Across the world, there’s a growing demand for consumers to be in control of their banking data to better manage their money.
The UK’s Open Banking Implementation Entity (OBIE), for example, just reported more than five million users since its inception over four years ago. In 2018, the Canadian government finally took notice of the phenomenon and undertook a review of Open Banking, releasing its final report in August 2021.
But what does the future hold for it in Canada?
Unlike in Europe, the UK, and Australia, where governments have implemented a regulatory framework, Canada’s Open Banking scene is industry-led, with two main methods of financial data sharing.
The first is through APIs. The Financial Data Exchange (FDX) API is a great example of a market-driven industry standard that allows consumers to share their financial data with a range of financial services providers. The FDX, a consortium of key industry stakeholders in the US and Canada that developed the API, reported that 22 million consumer accounts were using the FDX API as of last September.
The second, of course, is screen-scraping. Many financial institutions here argue this isn’t actually Open Banking since consumer-permissioned third-party providers (TPPs) gain access to accounts through online banking login credentials. TPPs use that information to “scrape” financial data to an external database to use in their products and services.
Although it gets the job done, screen-scraping is clearly a risky proposition as it involves sharing credentials with one or more third parties. In Canada, banks may very well hold their customers liable for losses, even if the fintech app has security measures in place—even if the fintech is responsible for the breach of privacy. Many also questioned the legality of screen-scraping.
Nonetheless, increasing interest in APIs and screen-scraping proves that there’s a real demand for data sharing in Canada.
The initial scope of implementation will limit functionality to an Open Banking ‘lite’ of sorts. Third-party providers will be able to receive and read consumer financial data but won’t be able to edit it on banks’ servers.
A closer look at UK and Europe
We see this sort of Open Banking functionality in the UK and Europe, where the Open Banking ecosystem has largely been regulation-driven under the European Union’s PSD2 law, which mandates that financial institutions share consumer data with TPPs.

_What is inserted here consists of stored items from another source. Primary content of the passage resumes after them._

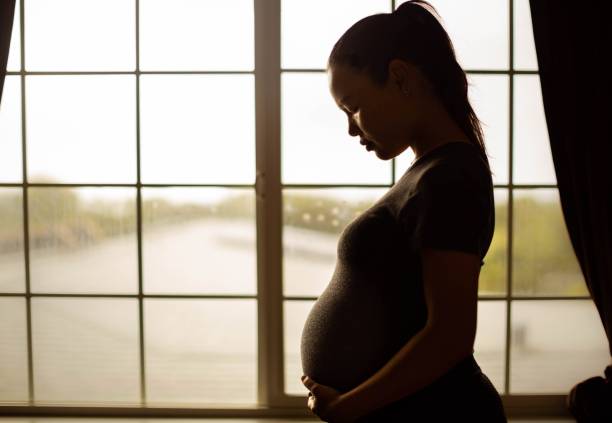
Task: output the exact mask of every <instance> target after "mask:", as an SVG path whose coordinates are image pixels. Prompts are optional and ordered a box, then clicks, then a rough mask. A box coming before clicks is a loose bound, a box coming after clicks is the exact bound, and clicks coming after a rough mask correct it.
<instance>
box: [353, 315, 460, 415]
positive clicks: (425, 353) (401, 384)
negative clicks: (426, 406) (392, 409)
mask: <svg viewBox="0 0 612 423" xmlns="http://www.w3.org/2000/svg"><path fill="white" fill-rule="evenodd" d="M457 345H458V343H457V342H456V340H455V339H452V337H449V336H446V334H442V333H441V332H440V331H437V330H435V329H432V328H427V327H426V328H424V329H423V330H421V331H420V332H419V333H417V334H416V335H415V336H414V337H413V338H412V339H410V341H408V342H407V343H406V345H404V346H403V347H402V348H401V349H400V350H399V351H398V352H397V353H396V354H395V355H394V356H393V357H392V358H391V360H389V361H388V362H387V363H386V364H385V365H384V366H383V367H382V368H380V369H379V370H378V371H377V372H376V373H375V374H374V375H372V376H371V377H370V378H368V379H367V380H366V381H364V382H363V383H362V384H360V385H359V386H357V387H355V388H353V389H352V390H350V391H348V392H346V393H344V394H343V395H342V397H343V402H345V404H344V406H346V407H347V408H349V409H352V410H355V412H356V413H357V414H358V415H360V416H361V415H365V414H368V413H369V412H371V411H373V410H375V409H377V408H380V407H383V406H385V405H387V404H390V403H392V402H395V401H397V400H399V399H401V398H403V397H405V396H407V395H411V394H413V393H415V392H416V391H418V390H420V389H422V388H424V387H425V386H427V385H429V384H431V383H432V382H434V381H435V380H436V379H438V378H439V377H440V376H442V375H443V374H445V373H446V372H447V371H448V370H450V369H451V368H452V367H453V366H454V365H455V364H456V363H457V362H458V361H460V360H461V359H462V358H464V357H466V356H467V355H469V354H471V352H472V350H471V349H470V350H469V351H467V349H466V348H464V349H460V348H458V347H457Z"/></svg>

In the past few years, sharing financial data has allowed consumers and businesses in the UK and EU to send and receive payments, manage finances, perform income checks, and generate risk insights based on financial and spending behaviours.
At the moment, the Canadian government hopes to operationalize Open Banking by January 2023—but a survey revealed that 52% of industry executives believe this is unrealistic. The insight is unsurprising, given how slow-moving the process has been so far.

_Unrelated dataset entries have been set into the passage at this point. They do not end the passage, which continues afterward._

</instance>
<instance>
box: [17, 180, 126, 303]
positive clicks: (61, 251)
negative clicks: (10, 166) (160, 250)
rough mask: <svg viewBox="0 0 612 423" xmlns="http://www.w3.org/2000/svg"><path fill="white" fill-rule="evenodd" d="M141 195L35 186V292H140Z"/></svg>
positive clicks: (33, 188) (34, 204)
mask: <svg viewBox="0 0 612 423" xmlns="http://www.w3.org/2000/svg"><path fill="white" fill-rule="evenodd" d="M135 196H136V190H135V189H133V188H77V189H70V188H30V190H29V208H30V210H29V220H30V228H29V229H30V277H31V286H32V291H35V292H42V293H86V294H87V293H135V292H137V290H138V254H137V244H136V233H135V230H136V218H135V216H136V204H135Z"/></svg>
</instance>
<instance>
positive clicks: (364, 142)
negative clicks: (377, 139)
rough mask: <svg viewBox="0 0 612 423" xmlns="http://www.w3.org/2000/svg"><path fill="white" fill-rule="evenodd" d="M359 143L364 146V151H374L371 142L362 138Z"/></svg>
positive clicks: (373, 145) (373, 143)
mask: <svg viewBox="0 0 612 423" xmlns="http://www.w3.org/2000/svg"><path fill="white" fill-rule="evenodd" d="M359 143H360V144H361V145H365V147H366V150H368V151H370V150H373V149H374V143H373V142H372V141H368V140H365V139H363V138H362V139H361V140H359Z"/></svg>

In the absence of timely federal action, the industry may take things into its own hands. Just last year, fintech Flinks launched an Open Banking API in partnership with National Bank of Canada, suggesting that self-adoption and regulation will happen sooner, rather than later.
Strong leadership needs to be in place to take the bull by the horns, or the government might find itself playing catch-up.
The Australian Open Banking journey
Strong federal intent can make all the difference in follow-through, as seen in Australia. The country passed consumer data rights legislation in 2019. A year later, it successfully enforced Open Banking across the banking, energy, and telecommunications sectors.
As such, appointing an Open Banking lead to drive the action needed to design and deploy a new system is vital to ensure that Canada meets its Open Banking goals by 2023.
Whether that deadline is met or not, current recommendations require full participation from federally-regulated banks, while provincially regulated FIs, like credit unions, can join on a voluntary basis.
Similarly, other entities can participate provided they meet the accreditation criteria, which could open the door for fintechs who are already primed to thrive in a new Open Banking world order.
Theoretically, an increase in competition is good for the industry. Competition means consumers are spoiled for choice, innovation, and price—if incumbent institutions meet the challenges presented by fintechs.
Beyond banking data
Canadian incumbents need to modernise and they can start doing it by deploying Open Banking APIs to meet consumer needs. If not, they’ll risk losing customers to challengers that meet digital-savvy consumers at their level.
The Open Banking market is projected to reach $43.15 billion by 2026. If everything goes according to plan in Canada, we’re one step forward into a future that expands beyond banking data to include data sets like mortgages, savings, pensions, insurance, consumer credit, and accounting.
Doing so will create a more transparent Open Finance ecosystem that gives consumers—and more importantly, businesses—more control of their data to benefit themselves in the ways they see fit.